Germline mutation in the aryl hydrocarbon receptor interacting protein gene in familial somatotropinoma

Rodrigo A. Toledo, Delmar M. Lourenço, Bernardo Liberman, Malebranche B.C. Cunha-Neto, Maria G. Cavalcanti, Cinthia B. Moyses, Sergio P.A. Toledo, Patricia L.M. Dahia

Producción científica: Articlerevisión exhaustiva

78 Citas (Scopus)

Resumen

Context: Acromegaly is usually sporadic, but familial cases occur in association with several familial pituitary tumor syndromes. Recently mutations in the aryl hydrocarbon receptor interacting protein (AIP) gene were associated with familial pituitary adenoma predisposition. Objective: The objective of the study was to investigate the status of AIP in a pituitary tumor predisposition family. Settings: The study was conducted at a nonprofit academic center and medical centers. Patients: Eighteen members of a Brazilian family with acromegaly were studied. Results: A novel germline mutation in the AIP gene, Y268X, predicted to generate a protein lacking two conserved domains, was identified in four members of this family: two siblings with early-onset acromegaly; a third, 41-yr-old sibling with a microadenoma but no clinical features of disease, and his 3-yr-old son. No changes were found in 14 unaffected at-risk relatives or 92 healthy controls. Conclusions: We confirm the role of the AIP gene in familial acromegaly. This finding increases the spectrum of molecular defects that can give rise to pituitary adenoma susceptibility.
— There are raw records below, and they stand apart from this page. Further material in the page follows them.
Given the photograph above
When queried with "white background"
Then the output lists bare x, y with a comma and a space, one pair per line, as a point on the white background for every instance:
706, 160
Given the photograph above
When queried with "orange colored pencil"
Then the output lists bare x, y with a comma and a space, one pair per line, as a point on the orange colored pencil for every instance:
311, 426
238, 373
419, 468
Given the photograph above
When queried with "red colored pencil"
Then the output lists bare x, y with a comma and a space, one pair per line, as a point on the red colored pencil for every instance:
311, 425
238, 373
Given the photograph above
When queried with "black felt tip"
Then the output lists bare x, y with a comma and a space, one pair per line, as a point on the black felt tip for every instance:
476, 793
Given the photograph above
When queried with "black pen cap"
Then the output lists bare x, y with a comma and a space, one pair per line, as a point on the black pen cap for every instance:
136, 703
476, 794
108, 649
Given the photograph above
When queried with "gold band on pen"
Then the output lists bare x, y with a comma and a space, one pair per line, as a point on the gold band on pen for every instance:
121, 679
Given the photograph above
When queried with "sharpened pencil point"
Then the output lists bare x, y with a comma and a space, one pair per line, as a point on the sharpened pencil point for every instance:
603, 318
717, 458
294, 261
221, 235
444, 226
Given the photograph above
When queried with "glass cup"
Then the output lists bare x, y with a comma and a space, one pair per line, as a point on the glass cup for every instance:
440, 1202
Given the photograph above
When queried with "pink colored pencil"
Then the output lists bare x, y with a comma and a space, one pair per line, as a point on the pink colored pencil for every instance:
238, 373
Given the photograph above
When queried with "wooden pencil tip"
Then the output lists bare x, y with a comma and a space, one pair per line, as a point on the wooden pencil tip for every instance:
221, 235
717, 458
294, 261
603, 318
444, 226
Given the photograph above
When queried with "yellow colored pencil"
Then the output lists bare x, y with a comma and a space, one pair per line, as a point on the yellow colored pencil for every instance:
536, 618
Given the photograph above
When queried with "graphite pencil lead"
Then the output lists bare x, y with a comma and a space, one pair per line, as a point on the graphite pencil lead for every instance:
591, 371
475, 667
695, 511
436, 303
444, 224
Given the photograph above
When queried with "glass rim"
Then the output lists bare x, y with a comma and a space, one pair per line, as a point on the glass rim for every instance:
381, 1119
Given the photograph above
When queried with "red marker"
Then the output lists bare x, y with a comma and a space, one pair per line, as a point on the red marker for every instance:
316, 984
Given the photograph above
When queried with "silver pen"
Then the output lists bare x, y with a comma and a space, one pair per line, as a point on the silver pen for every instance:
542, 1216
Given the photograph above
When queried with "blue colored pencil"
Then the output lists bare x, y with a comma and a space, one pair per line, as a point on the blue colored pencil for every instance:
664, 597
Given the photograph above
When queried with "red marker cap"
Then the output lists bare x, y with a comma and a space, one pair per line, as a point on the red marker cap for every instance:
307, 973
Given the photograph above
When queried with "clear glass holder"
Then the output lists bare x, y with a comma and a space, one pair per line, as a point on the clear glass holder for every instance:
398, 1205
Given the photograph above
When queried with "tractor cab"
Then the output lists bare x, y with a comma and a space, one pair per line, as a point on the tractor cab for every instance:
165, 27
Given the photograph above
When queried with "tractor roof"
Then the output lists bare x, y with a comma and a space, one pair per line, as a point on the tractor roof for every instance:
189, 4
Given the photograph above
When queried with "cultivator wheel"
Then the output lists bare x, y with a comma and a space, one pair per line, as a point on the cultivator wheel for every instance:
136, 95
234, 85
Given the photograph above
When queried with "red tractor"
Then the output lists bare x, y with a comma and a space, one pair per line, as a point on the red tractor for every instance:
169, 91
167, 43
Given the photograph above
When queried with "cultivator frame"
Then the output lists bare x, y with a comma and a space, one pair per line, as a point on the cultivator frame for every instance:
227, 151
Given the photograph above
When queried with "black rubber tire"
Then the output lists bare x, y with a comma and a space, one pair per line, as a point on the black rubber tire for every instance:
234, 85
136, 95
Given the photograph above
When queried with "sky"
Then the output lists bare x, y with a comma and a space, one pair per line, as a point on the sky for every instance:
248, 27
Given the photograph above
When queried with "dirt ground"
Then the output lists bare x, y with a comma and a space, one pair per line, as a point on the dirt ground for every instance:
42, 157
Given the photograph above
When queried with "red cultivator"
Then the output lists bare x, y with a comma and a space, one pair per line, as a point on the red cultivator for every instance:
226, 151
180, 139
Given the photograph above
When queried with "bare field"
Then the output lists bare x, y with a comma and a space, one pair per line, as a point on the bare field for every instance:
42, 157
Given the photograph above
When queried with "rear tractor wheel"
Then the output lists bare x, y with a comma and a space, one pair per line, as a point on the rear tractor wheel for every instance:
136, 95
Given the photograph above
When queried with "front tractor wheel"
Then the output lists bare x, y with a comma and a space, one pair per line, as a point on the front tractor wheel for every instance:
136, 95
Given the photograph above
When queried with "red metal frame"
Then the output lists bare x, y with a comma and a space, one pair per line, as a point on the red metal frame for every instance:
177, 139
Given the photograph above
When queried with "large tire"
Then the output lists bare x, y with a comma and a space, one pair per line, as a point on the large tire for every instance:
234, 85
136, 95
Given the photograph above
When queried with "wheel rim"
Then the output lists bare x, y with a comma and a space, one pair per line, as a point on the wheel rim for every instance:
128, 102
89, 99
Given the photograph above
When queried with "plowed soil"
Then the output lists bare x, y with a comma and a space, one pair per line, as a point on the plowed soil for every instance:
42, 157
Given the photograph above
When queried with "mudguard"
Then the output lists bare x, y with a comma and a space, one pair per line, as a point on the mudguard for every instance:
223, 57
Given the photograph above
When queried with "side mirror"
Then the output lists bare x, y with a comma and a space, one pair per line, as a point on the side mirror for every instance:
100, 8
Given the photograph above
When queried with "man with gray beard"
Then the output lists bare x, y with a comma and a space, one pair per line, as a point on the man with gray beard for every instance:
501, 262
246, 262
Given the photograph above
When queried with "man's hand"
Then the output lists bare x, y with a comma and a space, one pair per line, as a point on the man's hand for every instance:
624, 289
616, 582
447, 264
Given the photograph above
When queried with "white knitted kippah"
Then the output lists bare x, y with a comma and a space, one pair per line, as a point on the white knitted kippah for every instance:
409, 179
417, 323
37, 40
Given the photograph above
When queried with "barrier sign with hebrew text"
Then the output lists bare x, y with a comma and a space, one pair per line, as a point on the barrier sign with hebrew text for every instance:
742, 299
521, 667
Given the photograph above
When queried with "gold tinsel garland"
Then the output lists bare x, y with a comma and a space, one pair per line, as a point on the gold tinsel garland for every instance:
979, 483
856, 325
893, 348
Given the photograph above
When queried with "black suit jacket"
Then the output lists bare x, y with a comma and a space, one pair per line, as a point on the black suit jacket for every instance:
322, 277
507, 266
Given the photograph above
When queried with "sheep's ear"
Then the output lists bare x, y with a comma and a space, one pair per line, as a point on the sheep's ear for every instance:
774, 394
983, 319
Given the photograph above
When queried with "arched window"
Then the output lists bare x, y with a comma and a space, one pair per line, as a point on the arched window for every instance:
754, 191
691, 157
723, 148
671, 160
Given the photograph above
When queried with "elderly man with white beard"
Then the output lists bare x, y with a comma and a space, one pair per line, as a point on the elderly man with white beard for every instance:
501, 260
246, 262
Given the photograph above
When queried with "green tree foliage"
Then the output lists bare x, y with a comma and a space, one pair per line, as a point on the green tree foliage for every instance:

Establishment of genotype-phenotype correlations in AIP mutant tumors will determine whether AIP screening can be used as a tool for clinical surveillance and genetic counseling of families with pituitary tumor predisposition. The underlying basis for the phenotypic variation within AIP-mutant families and the mechanism of AIP-mediated tumorigenesis remain to be defined.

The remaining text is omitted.